Students seeking a Bachelor of Arts in the CLAS — the single most common degree at KU — will need to fill 56 general-education credits at most, though most won’t need to take that many, for various reasons.

That’s a full semester’s worth of credits fewer than the 72 once required of those students, meaning they’ll have a great deal more flexibility — one of the major aims of the new curriculum.

“It lets the students explore. It puts them in the driver’s seat,” Goldstein said. “They’re very much in control of their destiny.”

Officials say that flexibility won’t just give students more freedom; it will also help them gain experiences, skills or perhaps certificates that might make them more marketable to potential employers one day.

At that orientation session in June, CLAS official Larry Fillian told students and parents during a presentation that they could use that flexibility to double-major, pick multiple minors, or maybe take additional foreign-language courses. A student in the College could complete two majors while still taking as many as 30 credits’ worth of electives.
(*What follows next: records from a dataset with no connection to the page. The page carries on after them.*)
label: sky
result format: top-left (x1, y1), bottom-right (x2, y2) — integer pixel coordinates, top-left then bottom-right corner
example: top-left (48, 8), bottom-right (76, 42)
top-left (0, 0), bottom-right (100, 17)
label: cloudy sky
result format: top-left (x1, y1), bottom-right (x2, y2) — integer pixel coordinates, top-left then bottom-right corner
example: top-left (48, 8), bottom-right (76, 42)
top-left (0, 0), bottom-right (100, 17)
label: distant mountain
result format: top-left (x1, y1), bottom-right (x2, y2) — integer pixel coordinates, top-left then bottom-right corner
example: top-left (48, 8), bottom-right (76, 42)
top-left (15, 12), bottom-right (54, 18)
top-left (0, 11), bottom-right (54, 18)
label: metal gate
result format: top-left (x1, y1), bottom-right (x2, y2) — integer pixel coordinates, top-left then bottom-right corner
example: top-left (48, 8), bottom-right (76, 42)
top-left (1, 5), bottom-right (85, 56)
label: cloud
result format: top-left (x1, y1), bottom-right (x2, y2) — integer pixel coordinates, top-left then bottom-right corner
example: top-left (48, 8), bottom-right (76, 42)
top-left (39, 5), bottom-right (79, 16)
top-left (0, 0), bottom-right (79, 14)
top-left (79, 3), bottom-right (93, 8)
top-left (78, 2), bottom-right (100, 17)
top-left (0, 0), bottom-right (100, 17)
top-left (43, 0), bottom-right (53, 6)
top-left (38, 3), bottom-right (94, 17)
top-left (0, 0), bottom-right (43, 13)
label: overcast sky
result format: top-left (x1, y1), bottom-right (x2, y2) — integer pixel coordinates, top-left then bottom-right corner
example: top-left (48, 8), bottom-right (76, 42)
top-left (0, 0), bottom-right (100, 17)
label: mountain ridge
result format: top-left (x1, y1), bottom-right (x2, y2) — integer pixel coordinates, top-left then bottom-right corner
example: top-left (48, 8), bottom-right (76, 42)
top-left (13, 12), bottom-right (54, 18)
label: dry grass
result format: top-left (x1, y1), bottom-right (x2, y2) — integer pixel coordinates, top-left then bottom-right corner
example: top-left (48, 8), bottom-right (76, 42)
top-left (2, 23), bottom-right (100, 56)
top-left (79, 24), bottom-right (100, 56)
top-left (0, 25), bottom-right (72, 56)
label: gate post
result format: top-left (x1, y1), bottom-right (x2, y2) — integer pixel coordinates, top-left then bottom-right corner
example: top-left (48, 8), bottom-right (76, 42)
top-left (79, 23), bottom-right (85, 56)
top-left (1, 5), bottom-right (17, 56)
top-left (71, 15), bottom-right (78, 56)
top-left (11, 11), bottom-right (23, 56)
But he advised them to use those electives wisely.

Goldstein said the CLAS would explore offering certificates in marketable and relevant subject areas such as geographic information systems or energy studies.

Emphasis on skills

Of course, the additional freedom in course selection for many students will mean that they’ll need some additional guidance.

“Advising is going to be so critical,” said Ann Brill, dean of KU’s School of Journalism.

And for some requirements in the Core, students don’t even have to take courses at all — they can check off some goals with out-of-classroom experiences, such as a study-abroad trip or a service-learning project.

Those hands-on experiences, Rosen said, are another way the new curriculum emphasizes skills and experiences that will be useful to students later on.

“I think that’s where a tremendous amount of growth can happen,” Rosen said.

At orientation in June, incoming freshmen and their parents said they liked the sound of the new curriculum.

Freshman Jack Bruntzel of Overland Park, planning to major in business, said he thought he might use the curriculum’s additional flexibility to study abroad or learn a language.

“I think it’ll hone what I want to study,” Bruntzel said.